First, look at where your traffic is coming from. Understanding this, and watching for trends, can help you determine what is successful and what may need more work. Next, look at your search engine referrals. It can be helpful to know the percentages for each search engine, so you can tell if there is a big drop-off. If you have an equal drop-off over all the main search engines, it may be a problem with accessibility. But if all of the sudden there is a huge drop in your Google traffic, you may want to check for penalties.
You also want to analyze your traffic. If your bounce rate is too high, or visitors aren’t staying on pages very long, it may indicate there is an issue with your site - the visitors don’t find the information valuable, or easy to find, or another issue with the design of your site.
You will also want to track your rankings to see if you are gaining ground and moving up. If you started on the second page and have now made it to the first page, that can help greatly in gaining more visibility for your business. And as you continue to see gains, you should see more visibility for your company.
But then it’s also important to see what keywords are converting into traffic to your site. Then, once they are on the site, are those visitors becoming conversions? Are they signing up for your e-newsletter, or making a purchase, or calling? Increases in traffic and rankings may not mean much if those don’t then result in increased conversions.
Search engine optimization should result in increased conversions - meaning more business. The true measure of SEO success is an increase in revenue for your business.
One of the first things you want to know is what kind of traffic is coming to your site, and where it is coming from. Direct navigation tells you who comes directly to your site, either by having bookmarked it, but typing it in, or following an email link. Referral traffic comes to you from different links around the web, or from an email link that has a tracking code, or a campaign link created by you. Search traffic refers to anyone coming to your site via a search engine. Knowing where your traffic comes from can help you identify any weaknesses, and show you where you may need to focus efforts.
If you keep an eye on where your traffic is coming from, you can look for trends, and also notice when something may be off. For instance, if you see a huge uptick in traffic to your site, but with no conversions or interactions, it can be an indication you have been hit with zombie traffic.
Zombie traffic is when someone (maybe bots or a real person) comes to your site, but doesn’t really interact with the site much at all. They may visit one or two pages, but will mostly just sit. They can make your traffic numbers increase, but won’t help your conversion rate at all.
Speaking of conversions, let’s look at why conversion rate matters. It’s not enough to just rank well for keywords, and then have a lot of traffic on your site. All that traffic means nothing if those visitors aren’t becoming customers.
It is important to know which keywords convert the most visitors for different pages of your site, and then you can focus on improving those pages even more for those keywords.
Conversion may not always equal a sale, but rather, may refer to a visitor performing a desired action on a page. Do you send an e-newsletter and you have a page dedicated to having people sign up for it? All of the people who complete that action are then conversions. Conversion refers to the visitor to your site completing the action you wanted them to. Conversions can come by means of actual sales (for e-commerce sites), phone calls, form submissions, chat inquiries, downloads, etc.

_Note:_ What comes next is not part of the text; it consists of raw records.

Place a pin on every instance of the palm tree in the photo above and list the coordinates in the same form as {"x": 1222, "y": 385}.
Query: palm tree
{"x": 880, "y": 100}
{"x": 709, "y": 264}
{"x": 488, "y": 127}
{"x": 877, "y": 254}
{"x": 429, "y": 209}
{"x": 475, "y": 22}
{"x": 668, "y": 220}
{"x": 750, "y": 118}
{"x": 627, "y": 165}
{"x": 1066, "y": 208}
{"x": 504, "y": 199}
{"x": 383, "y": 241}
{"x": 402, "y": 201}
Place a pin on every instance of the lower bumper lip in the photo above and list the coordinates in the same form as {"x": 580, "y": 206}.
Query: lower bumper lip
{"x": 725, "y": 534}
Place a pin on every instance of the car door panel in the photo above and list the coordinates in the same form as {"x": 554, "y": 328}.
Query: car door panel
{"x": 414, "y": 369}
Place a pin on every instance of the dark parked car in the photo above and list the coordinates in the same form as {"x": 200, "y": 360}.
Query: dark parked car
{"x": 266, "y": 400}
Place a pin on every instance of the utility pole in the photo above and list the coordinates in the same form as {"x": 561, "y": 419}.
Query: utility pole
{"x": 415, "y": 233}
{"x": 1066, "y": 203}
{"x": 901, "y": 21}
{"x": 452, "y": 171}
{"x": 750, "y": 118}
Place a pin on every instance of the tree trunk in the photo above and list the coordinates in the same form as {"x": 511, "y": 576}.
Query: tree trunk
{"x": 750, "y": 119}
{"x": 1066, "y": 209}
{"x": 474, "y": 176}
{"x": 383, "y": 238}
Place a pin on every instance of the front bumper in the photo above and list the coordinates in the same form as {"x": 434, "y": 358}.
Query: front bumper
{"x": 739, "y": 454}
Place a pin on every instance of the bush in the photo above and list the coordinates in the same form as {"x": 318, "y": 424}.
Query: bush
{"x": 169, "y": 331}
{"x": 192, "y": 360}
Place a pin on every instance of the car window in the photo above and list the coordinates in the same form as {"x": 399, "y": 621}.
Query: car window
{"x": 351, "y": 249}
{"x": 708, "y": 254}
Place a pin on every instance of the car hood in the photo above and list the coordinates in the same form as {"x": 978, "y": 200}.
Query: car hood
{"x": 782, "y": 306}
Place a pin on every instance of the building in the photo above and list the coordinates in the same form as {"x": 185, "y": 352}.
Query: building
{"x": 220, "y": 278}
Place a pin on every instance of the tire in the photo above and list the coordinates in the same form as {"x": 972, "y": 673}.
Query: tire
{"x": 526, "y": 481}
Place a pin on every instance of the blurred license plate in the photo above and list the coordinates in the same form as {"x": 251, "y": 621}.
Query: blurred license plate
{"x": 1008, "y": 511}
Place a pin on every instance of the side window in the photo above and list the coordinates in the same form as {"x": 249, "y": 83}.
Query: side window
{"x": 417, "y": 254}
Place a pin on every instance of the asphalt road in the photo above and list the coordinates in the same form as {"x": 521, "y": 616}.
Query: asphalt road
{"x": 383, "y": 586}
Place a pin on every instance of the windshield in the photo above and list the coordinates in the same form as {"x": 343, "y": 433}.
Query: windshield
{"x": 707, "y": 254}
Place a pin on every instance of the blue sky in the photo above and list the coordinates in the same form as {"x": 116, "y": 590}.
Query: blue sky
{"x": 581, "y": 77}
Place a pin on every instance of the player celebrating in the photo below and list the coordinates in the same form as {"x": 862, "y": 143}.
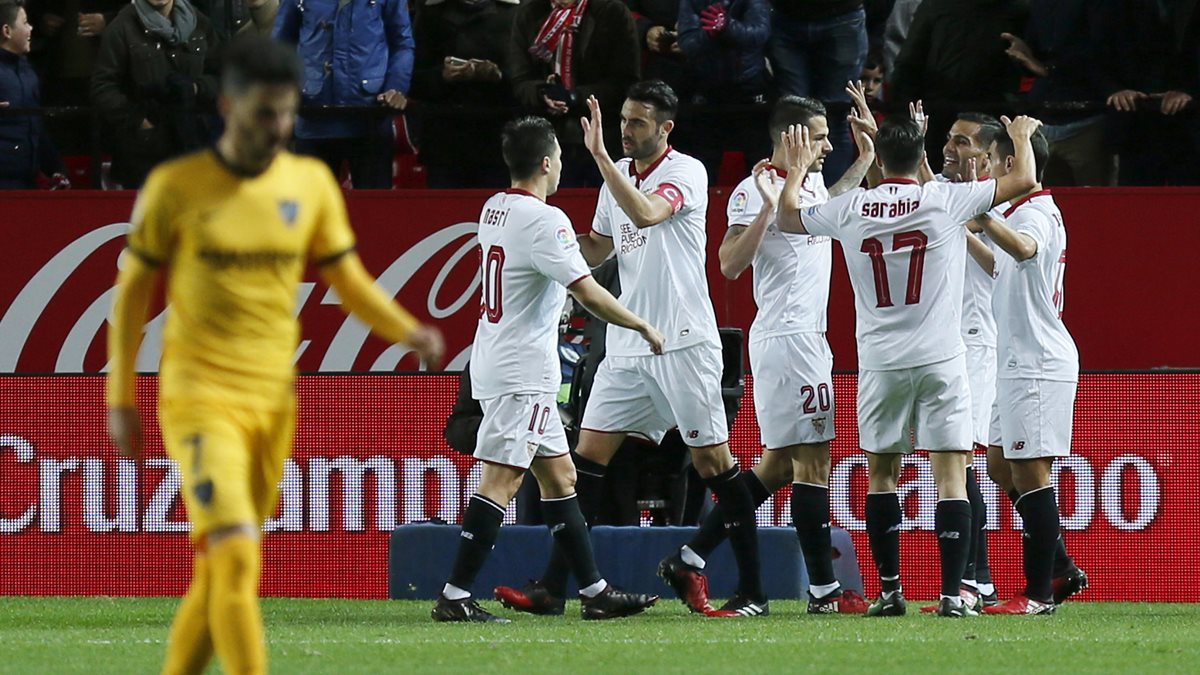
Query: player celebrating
{"x": 789, "y": 353}
{"x": 1038, "y": 370}
{"x": 906, "y": 252}
{"x": 652, "y": 211}
{"x": 234, "y": 227}
{"x": 529, "y": 261}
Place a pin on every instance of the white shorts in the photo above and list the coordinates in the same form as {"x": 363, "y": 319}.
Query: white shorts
{"x": 1036, "y": 417}
{"x": 793, "y": 389}
{"x": 982, "y": 380}
{"x": 927, "y": 407}
{"x": 519, "y": 428}
{"x": 651, "y": 395}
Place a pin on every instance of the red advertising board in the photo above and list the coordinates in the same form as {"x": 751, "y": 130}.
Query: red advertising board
{"x": 370, "y": 455}
{"x": 1131, "y": 266}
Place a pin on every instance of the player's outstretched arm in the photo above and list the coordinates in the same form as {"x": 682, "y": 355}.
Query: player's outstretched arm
{"x": 799, "y": 151}
{"x": 595, "y": 248}
{"x": 600, "y": 302}
{"x": 982, "y": 252}
{"x": 135, "y": 287}
{"x": 643, "y": 210}
{"x": 1024, "y": 175}
{"x": 371, "y": 305}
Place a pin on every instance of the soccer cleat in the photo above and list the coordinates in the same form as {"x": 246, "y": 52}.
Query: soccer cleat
{"x": 838, "y": 602}
{"x": 1068, "y": 585}
{"x": 615, "y": 603}
{"x": 970, "y": 597}
{"x": 743, "y": 605}
{"x": 947, "y": 607}
{"x": 689, "y": 584}
{"x": 532, "y": 598}
{"x": 888, "y": 605}
{"x": 1021, "y": 604}
{"x": 466, "y": 609}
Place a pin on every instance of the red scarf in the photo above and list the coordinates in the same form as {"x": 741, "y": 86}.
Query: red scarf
{"x": 556, "y": 40}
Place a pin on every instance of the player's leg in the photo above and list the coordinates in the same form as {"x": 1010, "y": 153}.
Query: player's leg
{"x": 685, "y": 386}
{"x": 945, "y": 429}
{"x": 599, "y": 599}
{"x": 1036, "y": 419}
{"x": 214, "y": 448}
{"x": 885, "y": 424}
{"x": 683, "y": 569}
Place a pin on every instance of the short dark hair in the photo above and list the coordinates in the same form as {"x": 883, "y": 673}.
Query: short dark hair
{"x": 900, "y": 144}
{"x": 989, "y": 126}
{"x": 793, "y": 109}
{"x": 9, "y": 11}
{"x": 657, "y": 94}
{"x": 255, "y": 59}
{"x": 1006, "y": 148}
{"x": 525, "y": 142}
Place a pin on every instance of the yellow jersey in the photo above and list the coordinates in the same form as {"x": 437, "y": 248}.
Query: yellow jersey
{"x": 235, "y": 248}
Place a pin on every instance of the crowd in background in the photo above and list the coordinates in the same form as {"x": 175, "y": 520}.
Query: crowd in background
{"x": 136, "y": 83}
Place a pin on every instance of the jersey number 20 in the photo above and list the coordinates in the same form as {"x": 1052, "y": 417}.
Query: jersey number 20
{"x": 492, "y": 305}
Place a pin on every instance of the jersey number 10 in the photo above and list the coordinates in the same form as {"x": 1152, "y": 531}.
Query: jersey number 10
{"x": 874, "y": 248}
{"x": 492, "y": 305}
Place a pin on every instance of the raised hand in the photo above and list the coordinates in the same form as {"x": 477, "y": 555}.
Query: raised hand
{"x": 593, "y": 133}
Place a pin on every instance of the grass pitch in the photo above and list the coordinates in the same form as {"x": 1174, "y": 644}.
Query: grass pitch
{"x": 96, "y": 635}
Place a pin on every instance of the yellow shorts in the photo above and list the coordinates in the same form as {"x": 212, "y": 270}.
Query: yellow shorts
{"x": 231, "y": 459}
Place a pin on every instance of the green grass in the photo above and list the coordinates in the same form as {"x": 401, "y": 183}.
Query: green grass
{"x": 96, "y": 635}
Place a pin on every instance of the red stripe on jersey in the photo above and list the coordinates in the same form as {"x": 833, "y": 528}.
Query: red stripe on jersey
{"x": 672, "y": 195}
{"x": 1025, "y": 198}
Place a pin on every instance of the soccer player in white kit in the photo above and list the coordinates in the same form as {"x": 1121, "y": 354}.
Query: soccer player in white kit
{"x": 529, "y": 261}
{"x": 905, "y": 250}
{"x": 1037, "y": 370}
{"x": 789, "y": 353}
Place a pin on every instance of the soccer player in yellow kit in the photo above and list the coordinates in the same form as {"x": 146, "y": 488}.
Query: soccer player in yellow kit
{"x": 233, "y": 227}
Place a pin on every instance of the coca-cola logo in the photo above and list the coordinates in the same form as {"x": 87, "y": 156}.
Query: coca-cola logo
{"x": 441, "y": 266}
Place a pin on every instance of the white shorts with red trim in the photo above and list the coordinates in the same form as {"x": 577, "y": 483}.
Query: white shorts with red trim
{"x": 1036, "y": 417}
{"x": 519, "y": 428}
{"x": 793, "y": 389}
{"x": 927, "y": 407}
{"x": 651, "y": 395}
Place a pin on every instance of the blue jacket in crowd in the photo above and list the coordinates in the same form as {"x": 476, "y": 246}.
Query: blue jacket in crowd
{"x": 736, "y": 55}
{"x": 25, "y": 149}
{"x": 352, "y": 51}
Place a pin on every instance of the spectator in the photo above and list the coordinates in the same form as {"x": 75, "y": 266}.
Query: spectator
{"x": 25, "y": 149}
{"x": 895, "y": 31}
{"x": 564, "y": 51}
{"x": 953, "y": 61}
{"x": 460, "y": 47}
{"x": 658, "y": 33}
{"x": 816, "y": 47}
{"x": 355, "y": 53}
{"x": 724, "y": 43}
{"x": 1157, "y": 65}
{"x": 154, "y": 73}
{"x": 1066, "y": 47}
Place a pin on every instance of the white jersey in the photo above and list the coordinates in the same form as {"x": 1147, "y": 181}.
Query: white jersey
{"x": 663, "y": 268}
{"x": 905, "y": 248}
{"x": 1033, "y": 341}
{"x": 791, "y": 272}
{"x": 528, "y": 257}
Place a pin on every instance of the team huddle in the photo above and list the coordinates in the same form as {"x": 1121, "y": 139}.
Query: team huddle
{"x": 943, "y": 268}
{"x": 946, "y": 364}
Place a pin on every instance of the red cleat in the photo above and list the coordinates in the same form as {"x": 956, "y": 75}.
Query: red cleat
{"x": 1021, "y": 605}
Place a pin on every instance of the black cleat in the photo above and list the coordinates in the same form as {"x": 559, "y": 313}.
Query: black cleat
{"x": 1068, "y": 585}
{"x": 615, "y": 603}
{"x": 744, "y": 605}
{"x": 466, "y": 609}
{"x": 533, "y": 598}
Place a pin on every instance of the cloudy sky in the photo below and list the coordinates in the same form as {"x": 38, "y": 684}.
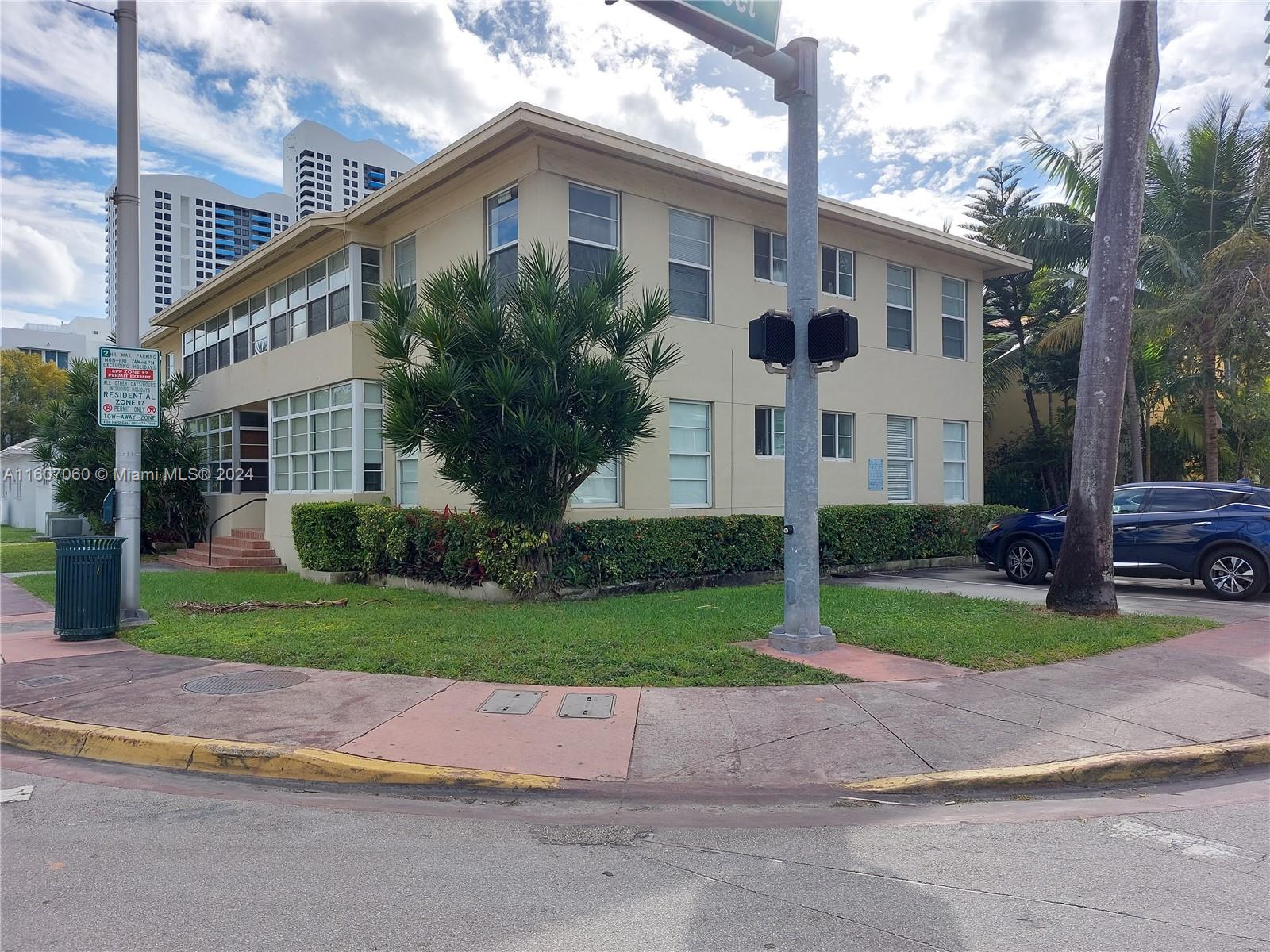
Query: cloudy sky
{"x": 916, "y": 98}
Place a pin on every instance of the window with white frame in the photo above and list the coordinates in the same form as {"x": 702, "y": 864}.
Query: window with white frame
{"x": 899, "y": 460}
{"x": 837, "y": 272}
{"x": 772, "y": 257}
{"x": 372, "y": 437}
{"x": 592, "y": 232}
{"x": 837, "y": 436}
{"x": 768, "y": 431}
{"x": 215, "y": 437}
{"x": 690, "y": 266}
{"x": 690, "y": 454}
{"x": 502, "y": 234}
{"x": 602, "y": 488}
{"x": 408, "y": 480}
{"x": 313, "y": 440}
{"x": 899, "y": 308}
{"x": 954, "y": 461}
{"x": 403, "y": 263}
{"x": 952, "y": 309}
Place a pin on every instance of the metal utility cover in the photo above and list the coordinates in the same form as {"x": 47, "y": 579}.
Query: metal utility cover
{"x": 518, "y": 702}
{"x": 46, "y": 682}
{"x": 244, "y": 682}
{"x": 587, "y": 706}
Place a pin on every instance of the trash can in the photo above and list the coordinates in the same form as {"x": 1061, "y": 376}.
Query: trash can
{"x": 87, "y": 594}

Rankings are another way to tell if your SEO efforts are working. If your site goes from several pages back to page one or two on a search, it can be an indication that something you are doing is working. Likewise, if you go from page one or two to page ten, you’ll know something has gone wrong. A drastic drop could mean your site has done something wrong and been penalized, a new algorithm has been introduced and it no longer favors your site, or that you have somehow blocked access to allow bots to crawl and index your site.
It is important to remember that Google changes and introduces new algorithms regularly, so there may be fluctuation in rankings. Small fluctuations are typically not a cause for concern, but drastic ones may warrant you to take a closer look at what is happening.
It’s also important to note that no one can guarantee you specific spots in search engine rankings. The goal of SEO is always to help a business rank as high as possible for their search terms, but no company can guarantee specific spots, or even offer a specific timeframe for gaining those spots. If a company tells you they guarantee you’ll be at the number one spot for your keywords in 30 days, or makes another similar promise, investigate further to ensure the company does not use black hat techniques to fulfill these promises.
Impressions refer to the number of times a page has been listed in a search engine results page, or an ad has been shown. Impressions are important because they can increase a brand’s awareness. The more you are seen, the more people recognize you, and the more times that happens, trust can be built.